Follow @Openwall on Twitter for new release announcements and other news
[<prev] [next>] [<thread-prev] [thread-next>] [day] [month] [year] [list]
Message-ID: <20201218173051.GR534@brightrain.aerifal.cx>
Date: Fri, 18 Dec 2020 12:30:51 -0500
From: Rich Felker <dalias@...c.org>
To: Jesse DeGuire <jesse.a.deguire@...il.com>
Cc: musl@...ts.openwall.com
Subject: Re: Musl on Cortex-M Devices

On Fri, Dec 18, 2020 at 02:15:20AM -0500, Jesse DeGuire wrote:
> > > A number of errors were simply the result of
> > > ARMv6-M requiring one to use the "S" variant of an instruction that
> > > sets status flags (such as "ADDS" vs "ADD" or "MOVS" vs "MOV"). A few
> > > files I had to change from a "lower case s" to a "capital-S" file so
> > > that I could use macros to check for either the Thumb1 ISA
> > > ("__thumb2__ || !__thumb__") or for an M-Profile device
> > > ("!__ARM_ARCH_ISA_ARM").
> >
> > Is __ARM_ARCH_ISA_ARM universally available (even on old compilers)?
> > If not this may need an alternate detection. But I'd like to drop as
> > much as possible and just make the code compatible rather than having
> > 2 versions of it. I don't think there are any places where the
> > performance or size is at all relevant.
> 
> I hadn't thought enough about that until your reply, so I used
> Compiler Explorer to at least get a general idea of when that macro
> was supported. Clang 3.5 supports it, but Clang 3.4.1 does not. GCC
> 5.4 supports it, but 4.64 (the previous version available on Compiler
> Explorer) does not.
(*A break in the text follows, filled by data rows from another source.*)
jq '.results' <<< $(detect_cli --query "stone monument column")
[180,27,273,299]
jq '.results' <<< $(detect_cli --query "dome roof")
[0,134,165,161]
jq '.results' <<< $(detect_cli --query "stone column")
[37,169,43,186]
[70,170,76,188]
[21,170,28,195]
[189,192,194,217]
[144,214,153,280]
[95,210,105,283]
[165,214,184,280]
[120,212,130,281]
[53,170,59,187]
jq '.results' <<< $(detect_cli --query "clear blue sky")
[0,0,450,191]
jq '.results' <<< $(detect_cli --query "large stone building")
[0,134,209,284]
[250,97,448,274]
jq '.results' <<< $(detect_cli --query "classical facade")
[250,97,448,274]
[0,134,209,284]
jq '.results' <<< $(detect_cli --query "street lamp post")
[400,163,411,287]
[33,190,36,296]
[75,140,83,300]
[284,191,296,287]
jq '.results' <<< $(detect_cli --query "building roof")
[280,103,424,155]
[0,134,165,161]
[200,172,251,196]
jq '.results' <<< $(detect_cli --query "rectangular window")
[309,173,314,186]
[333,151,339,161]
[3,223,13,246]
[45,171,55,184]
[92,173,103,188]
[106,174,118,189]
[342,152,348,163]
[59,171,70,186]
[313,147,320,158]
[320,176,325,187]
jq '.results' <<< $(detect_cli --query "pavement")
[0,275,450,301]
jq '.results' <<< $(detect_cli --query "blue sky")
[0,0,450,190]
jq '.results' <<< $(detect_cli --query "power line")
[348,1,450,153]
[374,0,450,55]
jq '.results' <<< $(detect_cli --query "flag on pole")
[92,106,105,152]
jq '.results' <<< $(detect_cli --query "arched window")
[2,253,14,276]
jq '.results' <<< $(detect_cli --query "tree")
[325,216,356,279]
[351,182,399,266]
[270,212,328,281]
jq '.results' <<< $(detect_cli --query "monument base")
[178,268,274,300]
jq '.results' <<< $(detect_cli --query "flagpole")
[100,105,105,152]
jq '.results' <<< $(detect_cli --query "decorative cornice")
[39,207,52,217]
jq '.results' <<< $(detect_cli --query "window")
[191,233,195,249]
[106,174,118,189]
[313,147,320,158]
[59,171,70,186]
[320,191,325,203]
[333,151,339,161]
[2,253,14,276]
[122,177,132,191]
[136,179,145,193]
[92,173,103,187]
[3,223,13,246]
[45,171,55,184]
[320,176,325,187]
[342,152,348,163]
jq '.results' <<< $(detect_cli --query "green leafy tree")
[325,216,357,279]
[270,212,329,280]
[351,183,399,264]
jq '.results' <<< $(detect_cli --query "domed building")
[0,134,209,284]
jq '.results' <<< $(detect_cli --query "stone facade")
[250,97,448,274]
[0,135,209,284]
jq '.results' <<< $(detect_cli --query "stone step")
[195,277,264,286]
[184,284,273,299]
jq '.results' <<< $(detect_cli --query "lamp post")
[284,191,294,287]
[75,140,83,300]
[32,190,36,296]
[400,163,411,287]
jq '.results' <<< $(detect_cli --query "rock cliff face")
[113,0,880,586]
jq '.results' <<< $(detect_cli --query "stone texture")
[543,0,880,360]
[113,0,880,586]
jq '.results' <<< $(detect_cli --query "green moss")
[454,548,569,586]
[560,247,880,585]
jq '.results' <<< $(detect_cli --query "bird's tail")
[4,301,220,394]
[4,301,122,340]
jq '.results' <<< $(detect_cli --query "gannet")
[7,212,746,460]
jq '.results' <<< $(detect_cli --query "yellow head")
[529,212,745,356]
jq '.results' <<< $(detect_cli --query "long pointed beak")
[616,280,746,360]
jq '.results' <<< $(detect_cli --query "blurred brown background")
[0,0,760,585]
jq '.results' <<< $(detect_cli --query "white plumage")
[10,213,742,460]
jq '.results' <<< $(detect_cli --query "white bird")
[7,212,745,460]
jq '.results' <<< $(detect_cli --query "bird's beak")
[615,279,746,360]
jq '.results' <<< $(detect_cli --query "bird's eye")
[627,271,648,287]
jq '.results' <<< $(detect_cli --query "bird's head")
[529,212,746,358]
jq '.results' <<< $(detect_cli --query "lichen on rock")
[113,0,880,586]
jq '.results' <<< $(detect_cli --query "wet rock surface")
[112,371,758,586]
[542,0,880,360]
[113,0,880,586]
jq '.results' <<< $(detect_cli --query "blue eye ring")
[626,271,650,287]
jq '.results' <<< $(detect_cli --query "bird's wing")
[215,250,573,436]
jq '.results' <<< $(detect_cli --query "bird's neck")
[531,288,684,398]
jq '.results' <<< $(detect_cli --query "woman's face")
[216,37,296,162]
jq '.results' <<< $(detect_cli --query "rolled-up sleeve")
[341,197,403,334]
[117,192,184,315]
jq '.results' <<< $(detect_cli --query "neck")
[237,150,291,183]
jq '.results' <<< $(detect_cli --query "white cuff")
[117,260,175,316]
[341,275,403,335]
With that, I tried to come up with something to
> detect M-Profile devices and have updated my changes with it.
> 
>    #if __ARM_ARCH_6M__ || __ARM_ARCH_7M__ || __ARM_ARCH_7EM__ \
>      || (__ARM_ARCH > 7 && !__ARM_ARCH_ISA_ARM)

I think you can just use presence of __ARM_ARCH as a proxy for
"checking __ARM_ARCH_ISA_ARM is meaningful" if you can verify that
they were added at the same time. Then you don't need to special-case
each M variant. Or am I missing something?

> > > The changes under
> > > "src/thread/arm/__set_thread_area.c" are different in that I made
> > > those because I don't believe Cortex-M devices could handle what was
> > > there (no M-Profile device has Coprocessor 15, for example) and so I
> >
> > Unless this is an ISA level that can't be executed on a normal (non-M)
> > ARM profile, it still needs all the backends that might be needed and
> > runtime selection of which to use. This is okay. I believe Linux for
> > nommu ARM has a syscall for get_tp, which is rather awful but probably
> > needs to be added as a backend. The right way to do this would have
> > been with trap-and-emulate (of cp15) I think...
> 
> Out of curiosity, what makes that syscall awful?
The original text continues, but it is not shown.